Négociations relatives à un accord d'association interrégionale avec le Mercosur et nouveau partenariat stratégique bilatéral avec le Brésil (débat)
Sérgio Sousa Pinto (PSE). – (PT) L’expérience de l’intégration régionale au sein du Mercosur s’est révélée globalement positive, tant sur le plan économique que politique. Il ne fait aucun doute que le Mercosur a contribué à la consolidation du processus démocratique dans la région ainsi qu’à la croissance des échanges commerciaux au sein de ce bloc de pays.
Il est vrai qu’actuellement, les négociations entre l’UE et le Mercosur sont dans l’impasse, car les États attendent de voir les engagements et accords sur lesquels débouchera la Conférence de Doha, ceux-ci étant susceptibles de jeter de nouvelles bases pour nos négociations commerciales bilatérales. Or, sans vouloir paraître pessimiste, je crains bien que le Cycle de Doha ne soit rien d’autre qu’une perte de temps. Il me semble que l’UE devrait participer au succès de l’intégration régionale sud-américaine en misant tous ses efforts sur le succès des négociations entre les deux blocs.
Nos relations ne doivent pas se résumer à un simple accord de libre-échange. Ce dont nous parlons ici, c’est d’un accord global qui va bien au-delà des chiffres et des quantités de marchandises sur lesquels porteront nos transactions commerciales.
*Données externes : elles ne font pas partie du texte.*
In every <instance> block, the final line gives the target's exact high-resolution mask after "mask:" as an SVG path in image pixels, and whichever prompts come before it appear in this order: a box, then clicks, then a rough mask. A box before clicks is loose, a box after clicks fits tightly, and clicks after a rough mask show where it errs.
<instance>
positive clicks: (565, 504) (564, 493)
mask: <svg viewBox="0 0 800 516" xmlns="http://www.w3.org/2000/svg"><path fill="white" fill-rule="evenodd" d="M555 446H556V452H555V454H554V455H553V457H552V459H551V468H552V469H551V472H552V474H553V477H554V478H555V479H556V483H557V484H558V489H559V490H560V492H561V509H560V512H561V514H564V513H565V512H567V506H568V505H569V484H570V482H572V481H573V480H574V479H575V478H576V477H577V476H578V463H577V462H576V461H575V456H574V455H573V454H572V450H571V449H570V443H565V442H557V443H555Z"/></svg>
L’accord d’association suppose une coopération et un dialogue politique, piliers fondamentaux de nos relations à venir.
Aujourd’hui, plus personne ne doute du fait que l’Union européenne a besoin de l’Ibéro-Amérique et de son extraordinaire instrument, le Mercosur, pour atteindre son objectif de mettre en place un ordre international multilatéral et plus équilibré.
La déclaration conjointe, au terme de la réunion du 19 septembre, du président de la Commission européenne et du président en exercice du Mercosur, le président uruguayen Tabaré Vásquez, promettant, d’ici la fin de l’année, une déclaration publique conjointe des deux blocs sur les questions de l’environnement et des changements climatiques constitue un exemple notable de cette collaboration politique. Le Mercosur renferme d’importantes promesses en termes d’intégration économique et de renforcement de la position de l’Amérique latine sur la scène politique internationale, mais cela ne signifie pas que nous devions négliger ce que nous avons sous les yeux ou nier l’évidence, à savoir le poids politique indéniable du Brésil, de fait, en tant que principale puissance de l’Amérique du Sud. Le Brésil est l’âme et la force motrice du Mercosur. Fort de 190 millions d’habitants et d’une économie équivalant à quelque 75 % du PIB du Mercosur, le Brésil est le seul pays du BRIC avec lequel l’Union n’a pas encore tenu de sommet.
Mesdames et Messieurs, il est absurde de penser que l’Union européenne ait quoi que ce soit à enseigner au Brésil quant à l’importance du Mercosur ou puisse s’autoproclamer championne du Mercosur devant le Brésil lui-même. C’est absolument ridicule. Par ailleurs, le Brésil est le seul pays membre du Mercosur à aspirer à un siège au Conseil de sécurité de l’ONU, siège qu’il mérite et qui donnera à toute l’Amérique latine voix au chapitre au sein de cet important organe.